Evet, yalnız bir yazardı Selim İleri. Okurlarından başka yakını pek yoktu. “Ölünceye Kadar Seninim” romanının kahramanı, bir zamanlar adını aşk romanlarıyla duyuran ama kendisini “çok aşksız” hisseden, 60 yaşını geçmiş Süha Rikkat gibi, kendisiyle sürekli hesaplaştı. Bu hesaplaşmanın sonuçlarından birinin, aydın taslaklarının saldırılarında ortaya çıkması da kaçınılmazdı. Anılarında şöyle diyor bu konuda:

“Özellikle sol kesimden ağır, olumsuz eleştirilerin hedefi oldu romanlar. Benim küçük burjuva dünyasının çürümüşlüğünü savunan gerici bir yazar olduğum, sapık ilişkiler anlattığım söylenegeldi. Sonradan hemen hepsi yazı yazmayı bırakmış birtakım kişiler böyle yazdılar ve dergiler, gazeteler bu yazılara rağbet gösterdi.”

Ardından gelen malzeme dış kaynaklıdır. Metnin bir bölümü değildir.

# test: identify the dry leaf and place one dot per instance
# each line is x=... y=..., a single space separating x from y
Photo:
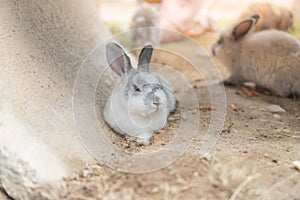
x=296 y=165
x=254 y=93
x=203 y=108
x=246 y=91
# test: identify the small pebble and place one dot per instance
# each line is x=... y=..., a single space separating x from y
x=184 y=116
x=249 y=84
x=296 y=165
x=274 y=108
x=276 y=116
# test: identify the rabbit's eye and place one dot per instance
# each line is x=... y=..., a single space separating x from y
x=136 y=89
x=220 y=41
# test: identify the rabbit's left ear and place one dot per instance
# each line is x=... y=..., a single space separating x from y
x=245 y=26
x=145 y=58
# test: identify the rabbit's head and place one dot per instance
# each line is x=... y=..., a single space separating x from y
x=230 y=39
x=140 y=91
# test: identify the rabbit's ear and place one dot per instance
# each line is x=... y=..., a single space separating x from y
x=118 y=60
x=145 y=58
x=243 y=28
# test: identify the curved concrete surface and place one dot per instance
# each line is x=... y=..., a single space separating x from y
x=42 y=44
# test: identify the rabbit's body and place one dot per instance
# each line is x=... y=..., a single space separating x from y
x=140 y=103
x=273 y=16
x=270 y=58
x=145 y=26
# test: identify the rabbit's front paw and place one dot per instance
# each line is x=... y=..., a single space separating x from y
x=231 y=81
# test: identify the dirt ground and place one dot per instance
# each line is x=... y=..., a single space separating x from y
x=252 y=159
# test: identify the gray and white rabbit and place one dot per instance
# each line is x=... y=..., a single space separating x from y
x=269 y=58
x=145 y=26
x=141 y=101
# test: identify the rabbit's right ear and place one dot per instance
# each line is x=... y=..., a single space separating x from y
x=118 y=60
x=244 y=27
x=145 y=58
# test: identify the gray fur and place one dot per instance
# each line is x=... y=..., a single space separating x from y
x=141 y=100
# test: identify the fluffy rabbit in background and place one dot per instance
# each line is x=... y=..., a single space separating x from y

Selim İleri’nin değeri bilinmeyen bir yazar olduğunu söyleyemeyiz ama “sevmeyeni çoktu” demek mümkün. Tıpkı Halit Refiğ, Toktamış Ateş, Barış Manço gibi FETÖ’yle yakınlaştığı bir dönem ve “Zaman” gazetesinde yazarlık yapması, sonradan yolunu ayırsa bile bu duruma tuz biber ekti kuşkusuz. Yapay biçimde övülüp parlatılan medya mahsulü “genç kuşak yazarları” edebiyat tarihi adına haklı olarak küçümsemesinin de düşman sayısını artırdığını söyleyebiliriz.

Ne olursa olsun, kim ne derse desin, büyük bir edebiyatçıyı yitirdik. Huzur içinde uyusun.